The European Commission published key data presented with EBMA’s complaint, and stated in the Official Journal (Link Below):
- “The evidence of dumping is based on a comparison of the normal value thus established with the export price (at ex-works level) of the product concerned when sold for export to the Union. As a whole, and given the extent of the alleged dumping margins ranging from 193 % to 430 %, this evidence provides sufficient support at this stage that the exporting producers practice dumping”
- “The complaint also provided sufficient evidence of alleged injury showing a steep decline of the market share of the Union Industry from 42.5 % in 2014 to 28.6 % in the period used for the complaint, depressed and declining levels of profitability from 3.4 % of turnover in 2014 to 2.1 % in the period used for the complaint as well as underselling calculations ranging from 153 % to 206 %.”
- “The volume of exports from the PRC to the Union increased by 82 % in the period from November 2017 to February 2018 when compared to the period from November 2016 to February 2017.”
Furthermore, as stated in the Official Journal:
- “The Commission considered that a year-on-year comparison was not influenced by seasonality effects and provided evidence of a rise of 82 % in the volume of imports since the initiation of the case”.
- “The Commission considered that the importers were aware, or should have been aware, of the alleged dumping practices, the extent thereof and the alleged injury”.
- “The further substantial rise in imports is likely to seriously undermine the remedial effect of the duties to be applied. It is indeed reasonable to assume that the imports of the product concerned may further increase prior to the adoption of provisional measures, if any, since the latter would occur at the latest around the 20th of July which would coincide with the end of the 2018 selling season of electric bicycles.”
Moreno Fioravanti, Secretary General of the EBMA pointed out: ”Today’s decision on Registration has been made in time to counter a flood of dumped e-bikes through the important summer sales months of 2018, and rejected claims made by Chinese-backed interests. Dumped, subsidised Chinese e-bikes are flooding the EU at an alarming rate and artificially low prices. Chinese exporters are anticipating new EU trade measures and trying to avoid duties by stockpiling massive volumes of e-bikes in the EU, as demonstrated by the skyrocketing increase in imports of e-bikes.
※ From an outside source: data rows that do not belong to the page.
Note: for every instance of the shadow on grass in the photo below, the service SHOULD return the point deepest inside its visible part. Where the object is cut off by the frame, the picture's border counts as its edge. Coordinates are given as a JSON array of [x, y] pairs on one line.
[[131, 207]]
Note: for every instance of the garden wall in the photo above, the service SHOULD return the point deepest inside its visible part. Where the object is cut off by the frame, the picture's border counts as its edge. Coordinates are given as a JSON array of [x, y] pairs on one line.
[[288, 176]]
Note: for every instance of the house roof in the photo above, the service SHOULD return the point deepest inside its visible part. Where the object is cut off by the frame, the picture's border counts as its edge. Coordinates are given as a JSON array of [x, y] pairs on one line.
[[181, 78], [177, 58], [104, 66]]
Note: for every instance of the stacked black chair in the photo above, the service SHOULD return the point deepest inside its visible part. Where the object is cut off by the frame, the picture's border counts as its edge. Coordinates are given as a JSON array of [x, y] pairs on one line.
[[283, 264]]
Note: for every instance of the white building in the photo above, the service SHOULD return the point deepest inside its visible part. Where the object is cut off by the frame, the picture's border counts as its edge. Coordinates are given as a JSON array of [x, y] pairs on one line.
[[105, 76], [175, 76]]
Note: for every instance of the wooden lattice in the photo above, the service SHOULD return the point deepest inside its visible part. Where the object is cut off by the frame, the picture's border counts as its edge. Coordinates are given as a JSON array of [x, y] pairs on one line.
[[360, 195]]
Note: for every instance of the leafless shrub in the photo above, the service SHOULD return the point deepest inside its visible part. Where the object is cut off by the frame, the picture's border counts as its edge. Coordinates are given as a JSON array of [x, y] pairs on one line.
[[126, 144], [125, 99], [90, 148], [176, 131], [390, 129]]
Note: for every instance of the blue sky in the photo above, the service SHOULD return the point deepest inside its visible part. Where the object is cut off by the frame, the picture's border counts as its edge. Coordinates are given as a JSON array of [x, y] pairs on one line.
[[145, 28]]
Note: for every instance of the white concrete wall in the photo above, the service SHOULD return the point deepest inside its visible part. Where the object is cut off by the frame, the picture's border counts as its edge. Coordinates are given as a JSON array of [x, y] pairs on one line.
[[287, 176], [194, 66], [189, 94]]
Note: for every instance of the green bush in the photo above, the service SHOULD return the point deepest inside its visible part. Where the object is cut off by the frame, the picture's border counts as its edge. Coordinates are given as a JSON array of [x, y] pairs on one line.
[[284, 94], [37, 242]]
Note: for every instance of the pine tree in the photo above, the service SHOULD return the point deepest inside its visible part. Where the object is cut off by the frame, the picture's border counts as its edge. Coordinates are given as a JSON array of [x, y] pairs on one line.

Just in the month of January 2018 alone, over 130,000 Chinese e-bikes were shipped to the EU.”
“Overall e-bike exports from China grew by 83% in 2017 compared to 2016. A total of close to 800,000 e-bikes were exported in 2017 to the European Union’s 28 member states; up 83% on the 434,000 total of 2016. Without immediate action, China would quickly take over the vast majority of the EU e-bike market this year, causing an unfair and unjustified decline of the EU industry after it has generated so many excellent and innovative products – the development of the pedal-assist e-bikes (EPAC’s) is a great achievement of our EU bicycle industry – and invested record amounts in 2016 and 2017, over 1 billion euros per year,” continued Fioravanti.
The EBMA actions to ‘Stop China Dumping e-bikes’ are supported by the European Small Business Alliance (ESBA), AEGIS Europe representing 30 European industry sectors, and the European trade union IndustriAll which is the voice of 7 million workers across Europe.
“Our European bicycle, e-bike and components industry is one of the largest generators of green jobs in the EU, and the dumped Chinese e-bikes put at serious risk the employment of over 90,000 EU workers and 800 SMEs (Small and Medium-sized Enterprises).” said Fioravanti.
In 2017 the EBMA filed complaints with the European Commission, calling for urgent trade defence measures on ebikes from China, and the registration of imports. In view of an alarming market reality, the European Commission launched an anti-dumping investigation on 20 October 2017 of EU imports of Chinese e-bikes, followed by an antisubsidy investigation initiated on 21 December 2017. Chinese e-bike exporters benefit from massive subsidies from government bodies at every level in China which have encouraged the establishment of enormous overcapacities.
European bicycle manufacturers cannot compete with the enormous scale of state-sponsored dumping and are already suffering a loss of jobs, investment and growth, as well as EU market share.
“European e-bikes are the right green choice for European consumers. If the entire annual EU demand for bicycles and e-bikes were imported from China, their production would generate over 2 million MT more in CO2 and other emissions than if the bicycles and e-bikes were made in the EU, due to shipping-generated sulphuric dioxides, the still growing use of coal energy in China, the use of hazardous materials in China, and other factors”, concluded Fioravanti.